The car valeting service was set up for boys who might find being a mechanic too tough, and is now used by the police and taxi firms.
However, not all Ms Pittaway's colleagues have shared her vision and enthusiasm over the years.
"Your school may be a caring environment for children with special needs, but does a caring environment bring out the best in their education?" she said. "They need transferable skills and their independence, and you can't do that only in the classroom."
The doubters who were not won over by her drive and determination were eventually convinced by the impressive results: confident pupils full of self-esteem. Academic results are also important, with 35 GCSE passes this year.
A glowing report by the Welsh inspectorate, Estyn, last year said: "St Christopher's is a good school that meets the needs of its pupils effectively. The school has many good features, a substantial number of which are outstanding."
Ms Pittaway said that for some pupils, just holding down a job after they left school would once have been seen as an achievement, but many have actually gone on to excel in the workplace. Three former pupils are even employed by the school: one works in the cafe, one is a full-time hairdresser and another works part-time on the school's reception.
The transformation of St Christopher's has also helped overhaul the local community's concept of SEN education, as well as the outlook of many parents.

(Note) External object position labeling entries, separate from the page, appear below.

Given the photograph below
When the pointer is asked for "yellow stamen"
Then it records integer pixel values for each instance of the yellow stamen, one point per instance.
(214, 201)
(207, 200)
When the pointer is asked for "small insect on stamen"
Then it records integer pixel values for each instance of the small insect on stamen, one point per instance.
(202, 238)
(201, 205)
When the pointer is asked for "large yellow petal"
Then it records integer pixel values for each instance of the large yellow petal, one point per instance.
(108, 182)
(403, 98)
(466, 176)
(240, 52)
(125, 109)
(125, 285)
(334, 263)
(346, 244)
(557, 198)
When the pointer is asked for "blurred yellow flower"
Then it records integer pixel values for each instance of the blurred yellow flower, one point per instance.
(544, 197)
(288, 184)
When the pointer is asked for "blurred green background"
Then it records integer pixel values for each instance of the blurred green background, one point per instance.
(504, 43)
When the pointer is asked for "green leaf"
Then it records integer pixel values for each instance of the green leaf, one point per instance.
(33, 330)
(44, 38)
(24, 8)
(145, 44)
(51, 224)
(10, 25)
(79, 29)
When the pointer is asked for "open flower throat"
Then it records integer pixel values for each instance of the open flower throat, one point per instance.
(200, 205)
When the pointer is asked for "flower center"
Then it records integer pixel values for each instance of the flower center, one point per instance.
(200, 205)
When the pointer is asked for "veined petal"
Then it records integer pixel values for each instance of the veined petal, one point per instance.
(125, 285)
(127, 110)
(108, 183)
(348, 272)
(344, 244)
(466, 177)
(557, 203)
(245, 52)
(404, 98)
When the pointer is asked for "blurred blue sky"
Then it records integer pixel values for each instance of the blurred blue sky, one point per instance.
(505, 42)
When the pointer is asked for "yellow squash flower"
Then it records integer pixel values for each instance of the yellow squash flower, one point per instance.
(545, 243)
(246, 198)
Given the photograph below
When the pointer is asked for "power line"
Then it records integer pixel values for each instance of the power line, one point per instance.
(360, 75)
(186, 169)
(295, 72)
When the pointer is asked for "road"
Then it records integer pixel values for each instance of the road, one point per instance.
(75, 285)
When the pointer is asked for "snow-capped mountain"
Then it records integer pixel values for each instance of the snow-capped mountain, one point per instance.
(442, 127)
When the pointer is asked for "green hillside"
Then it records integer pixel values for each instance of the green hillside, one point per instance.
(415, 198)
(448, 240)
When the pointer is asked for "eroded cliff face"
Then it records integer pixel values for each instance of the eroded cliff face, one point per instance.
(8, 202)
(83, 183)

Ms Pittaway said: "Special needs education has come a million miles in the last few decades. Years ago, people shied away from it - parents didn't want to admit their child had a special need and didn't want to send them to a special school. Now that's totally reversed. I don't have to change attitudes any more. We don't call ourselves a special school, we are just St Christopher's School."
The head is keen to share her school's success and has opened her doors to educationists from across the UK, many of whom have been inspired to emulate her ideas.
"It's all about sharing - it's no good keeping it to yourself," she said. "Every school has got something they are good at, and if you can enthuse your students, that's great. But I don't think everybody should have a salon, for example."
The Assembly government's vocationally led 14-19 learning pathways policy has also allowed St Christopher's to share its facilities with mainstream pupils from other Wrexham secondary schools, further breaking down barriers between the two sectors.
Ms Pittaway said she is still "fizzing" with ideas and her ambition knows no bounds.
She now wants to build a warehouse to store and repair second-hand furniture, and plans to introduce the skills-led Welsh Baccalaureate at foundation level.
"I'm always thinking of the future, I never stop," she said. "Sometimes I think I want to change the world."